NICE open today. Another day.......another dollar.......HOPEFULLY. I am seeing a COMPLETE LACK of decent articles to post about..........ACTUAL.........investing recently. EVERYTHING is INFECTED with culture crap and the election and politics. CONSTANT, incessant, dreary, whining, hostile, etc, etc,........content. UNFORTUNATELY now that the MODERN form of.........so called......journalism is taking over the financial media there is little to no investing content. GOD help new and young investors going forward. As we all know MONDAY was a market holiday. YET.....on TUESDAY I saw a number of articles talking about how the markets did on.......MONDAY. They were ALL talking about the market being down, the SP500 being down, etc, etc, etc. They all had facts and figures and data and even discussion. HOWEVER when I checked the data they contained it was ALL Friday data. I even had to double check and see if I was somehow wrong and the markets had actually been open. These were ALL........AI.......non-human......written articles about the market results on a day when the markets were closed. These were not obscure articles.....they were on mainstream sites. AND.....they were giving FALSE information. OBVIOUSLY.......no human.....edited or reviewed any of them.....they simply automatically posted on mainstream sites like where I saw them. There was ABSOLUTELY no way to tell these were not HUMAN written articles........if it was not a CLOSED day. UNFORTUNATELY......we are quickly heading toward the day when MOST articles and content will be written by NON-HUMANS with content designed to capture views and toe certain lines without regard to NUANCE or HONESTY or TRUTH. We will be in the era of..........MACHINE MANIPULATION. THIS.....is not a good thing for the future of investing knowledge, education and ability to actually know how to invest.

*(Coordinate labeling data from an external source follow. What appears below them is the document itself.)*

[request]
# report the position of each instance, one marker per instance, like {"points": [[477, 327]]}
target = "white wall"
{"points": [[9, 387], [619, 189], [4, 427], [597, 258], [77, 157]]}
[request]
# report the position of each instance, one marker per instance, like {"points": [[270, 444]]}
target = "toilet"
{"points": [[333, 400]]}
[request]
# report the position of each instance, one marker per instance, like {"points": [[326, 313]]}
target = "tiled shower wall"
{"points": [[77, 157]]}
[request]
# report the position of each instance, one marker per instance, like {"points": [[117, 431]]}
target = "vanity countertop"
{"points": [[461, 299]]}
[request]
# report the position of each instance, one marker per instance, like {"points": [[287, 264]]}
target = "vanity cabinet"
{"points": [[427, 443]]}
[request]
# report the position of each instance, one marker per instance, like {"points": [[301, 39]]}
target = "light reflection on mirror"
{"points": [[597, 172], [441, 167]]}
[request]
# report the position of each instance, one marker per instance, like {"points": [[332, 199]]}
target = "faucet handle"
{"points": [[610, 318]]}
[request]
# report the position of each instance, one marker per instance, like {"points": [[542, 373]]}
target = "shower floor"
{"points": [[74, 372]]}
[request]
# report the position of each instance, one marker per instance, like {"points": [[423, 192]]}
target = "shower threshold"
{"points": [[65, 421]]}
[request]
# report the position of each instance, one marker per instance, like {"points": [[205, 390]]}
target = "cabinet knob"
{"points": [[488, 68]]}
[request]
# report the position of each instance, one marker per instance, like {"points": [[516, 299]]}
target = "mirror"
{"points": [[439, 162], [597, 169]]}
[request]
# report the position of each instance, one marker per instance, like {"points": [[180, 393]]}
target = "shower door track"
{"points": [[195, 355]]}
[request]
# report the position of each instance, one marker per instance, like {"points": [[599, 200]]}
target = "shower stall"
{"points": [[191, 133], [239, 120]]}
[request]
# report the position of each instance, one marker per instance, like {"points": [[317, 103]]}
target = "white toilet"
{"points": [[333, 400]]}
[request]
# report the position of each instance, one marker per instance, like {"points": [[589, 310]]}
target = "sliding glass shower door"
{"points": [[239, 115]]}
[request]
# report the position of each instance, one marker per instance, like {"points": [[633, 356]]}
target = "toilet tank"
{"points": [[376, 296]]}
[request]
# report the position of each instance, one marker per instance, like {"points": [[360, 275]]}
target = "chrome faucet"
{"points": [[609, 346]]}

AND.......I will add my comments about the INFECTION of investing articles above is.......aimed at ALL sides.
NOT real bothered by the market drop today. I expect very ERRATIC conditions from now till year end due to the election. BUT......regardless of politics......the markets go up and down. Corrections ARE normal and necessary. This little pause and back-filling of the markets after they jumped ahead is completely normal. I also.......imagine......that much of this stuff is part of the WHIPSAWING that is inevitably going to occur to the millions of young males day trading on Robinhood. As they get BURNED they are going to bail out from investing.